As Marcelo and Rocio searched online for an organization that could help, they found a group that said it could lead them to “safe” procedures. But when they visited the group’s office they learned it was a religious organization “masquerading” as a pro-choice group.
“Then we realized that the soul can also hurt, although it has no nerve endings,” Marcelo said. “It’s the grief at the impending loss of a child. It is helplessness because nothing in the world can remedy it. It is exhaustion with the extensive and futile struggle. It is frustration with the unfulfilled dream.
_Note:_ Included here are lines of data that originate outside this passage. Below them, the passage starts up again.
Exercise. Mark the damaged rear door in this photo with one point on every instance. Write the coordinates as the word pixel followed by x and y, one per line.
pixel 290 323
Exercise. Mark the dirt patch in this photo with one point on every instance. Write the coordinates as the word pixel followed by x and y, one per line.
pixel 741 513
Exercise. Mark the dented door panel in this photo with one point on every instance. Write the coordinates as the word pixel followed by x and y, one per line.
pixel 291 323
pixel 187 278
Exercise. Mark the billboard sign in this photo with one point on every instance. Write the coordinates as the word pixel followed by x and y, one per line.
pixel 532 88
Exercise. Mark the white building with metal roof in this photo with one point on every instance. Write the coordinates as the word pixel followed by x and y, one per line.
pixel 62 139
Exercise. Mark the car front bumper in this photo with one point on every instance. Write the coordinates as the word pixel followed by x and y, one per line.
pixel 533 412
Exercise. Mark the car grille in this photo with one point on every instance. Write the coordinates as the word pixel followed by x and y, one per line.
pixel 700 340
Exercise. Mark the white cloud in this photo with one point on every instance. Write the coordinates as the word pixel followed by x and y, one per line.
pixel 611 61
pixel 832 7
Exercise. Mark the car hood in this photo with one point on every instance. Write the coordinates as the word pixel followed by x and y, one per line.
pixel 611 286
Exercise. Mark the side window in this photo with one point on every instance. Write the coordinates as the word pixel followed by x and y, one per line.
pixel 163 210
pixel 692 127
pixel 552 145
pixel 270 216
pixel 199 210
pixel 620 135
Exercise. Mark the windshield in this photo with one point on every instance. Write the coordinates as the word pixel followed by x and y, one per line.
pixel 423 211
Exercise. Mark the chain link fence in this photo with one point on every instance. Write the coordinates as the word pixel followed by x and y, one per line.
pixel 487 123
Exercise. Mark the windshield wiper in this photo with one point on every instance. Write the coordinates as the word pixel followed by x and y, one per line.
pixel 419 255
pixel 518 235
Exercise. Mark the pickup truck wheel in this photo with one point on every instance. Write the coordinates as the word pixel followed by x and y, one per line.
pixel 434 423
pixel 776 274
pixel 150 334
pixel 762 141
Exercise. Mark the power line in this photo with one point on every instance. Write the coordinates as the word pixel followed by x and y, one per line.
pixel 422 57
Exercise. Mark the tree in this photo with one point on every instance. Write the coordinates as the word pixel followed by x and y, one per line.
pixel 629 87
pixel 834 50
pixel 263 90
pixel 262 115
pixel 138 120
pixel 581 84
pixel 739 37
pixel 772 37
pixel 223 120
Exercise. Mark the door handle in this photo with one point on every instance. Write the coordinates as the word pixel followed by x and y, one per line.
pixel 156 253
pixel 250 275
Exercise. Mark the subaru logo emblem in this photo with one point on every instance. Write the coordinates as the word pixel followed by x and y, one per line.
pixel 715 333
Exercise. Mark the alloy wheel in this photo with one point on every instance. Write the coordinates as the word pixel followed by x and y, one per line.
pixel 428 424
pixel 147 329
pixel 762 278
And desperation in feeling alone, like you’re sinking in an ocean.”
Finally, in the 23rd week of pregnancy and with the help of Ruth Zurbriggen, the couple was able to emerge from the snarled series of obstacles presented by the institutional bureaucracy, and reach a doctor who would perform the abortion — for free.
Once it was over and Rocio was in good health, Zurbriggen said, the couple called her and they cried together for a long while.
“I felt like we were able to take leaps of liberty,” she detailed. “It brought me calm and joy, because I knew I had helped to alleviate the pain of these two people who I didn’t know personally, but about whom I knew something so important.”
With Argentina’s next general elections just a year away, the National Campaign for the Right to Choose has recently presented legislation proposing the decriminalization of abortion to Congress for the fifth time.
In July, the University of Buenos Aires — the largest and most important university in Argentina, and second largest in Latin America — for the first time came out as the biggest co-governmental institution in support of this legislation.
The proposal, which was first introduced in 2007, has gained the backing of over 60 representatives — up from 20 signatures in 2008.
In the end, Marcelo and Rocio said, their experience was neither happy nor desired, and they still have many unanswered questions.
In a country they say is consumed by its right to property, concerned with safeguarding homes, cars or businesses, it seems people have forgotten “the main right to property — the right to ‘self.’”
“We have the feeling that we need to mature a lot as a country and as a society,” Marcelo said. “There is also so much interest in improving public health and funding the development of medicine. But what good is knowledge if you cannot decide?”
Given the tightening political focus on campaigning and a peaking religious fervor that has accompanied the election of the still-new Argentinean Pope Francis, few Argentinians think the proposal will survive Congress this time around.
“It seems as though our bodies are the last scene in the last battle being fought in this moment,” said Elsa Schvartzman, sociology professor at the University of Buenos Aires and member of the National Campaign for the Right to Choose. “And it is a very strong fight.”